Service History
Stag was converted from a tanker to a water distilling ship by the Tampa Shipbuilding Company in Tampa, Florida from 1 March through late July. Redesignated as USS Stag (AW-1) (date unknown), she held sea trials and shakedown off Galveston, Texas on 7 August. Twenty days later, she got underway for the Panama Canal. On 13 September, Stag stood out of the canal and proceeded independently to New Guinea. The 32-day cruise proved uneventful, and the tanker dropped anchor in Finschhafen, New Guinea, on 15 October only to receive orders to move to Hollandia that day. She arrived at Humboldt Bay on 18 October and was assigned to Service Squadron 9, Service Force, 7th Fleet. From 19 October through 21 November, she supplied fresh water to fleet units and merchantmen.

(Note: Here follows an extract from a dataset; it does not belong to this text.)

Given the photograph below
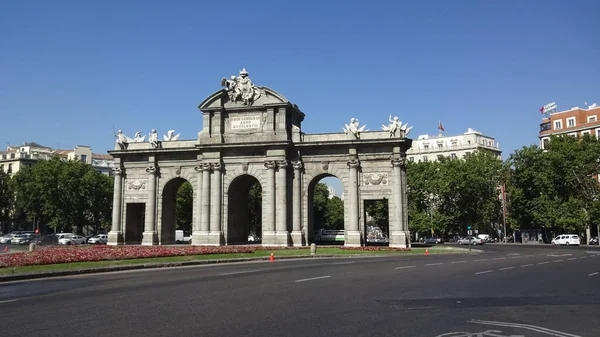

Stag sailed for the Philippines with a convoy on 22 November and arrived in San Pedro Bay, Leyte, six days later. She shuttled between there, Lingayen, Subic Bay, Mindoro, and Manila until mid-May 1945, supplying water to fleet units. On 16 May, she sailed for Morotai, Netherlands East Indies, and supplied water to units there for two months before returning to the Philippines. She continued operating in that archipelago until the end of the year when she was ordered to return, via Pearl Harbor and San Diego, California, to the East Coast.
Stag reported to the Commander, Atlantic Fleet, at Norfolk, Virginia on 25 February 1946 for duty and to the 5th Naval District on 5 March for disposal. She was decommissioned at Norfolk on 30 April and was struck from the Naval Vessel Register on 8 May 1946. Transferred to the Maritime Commission for lay up in the National Defense Reserve Fleet at James River, Fort Eustis, Virginia and renamed SS Norman O. Pedrick, the ship was ultimately scrapped in 1970 at Burriana, Spain.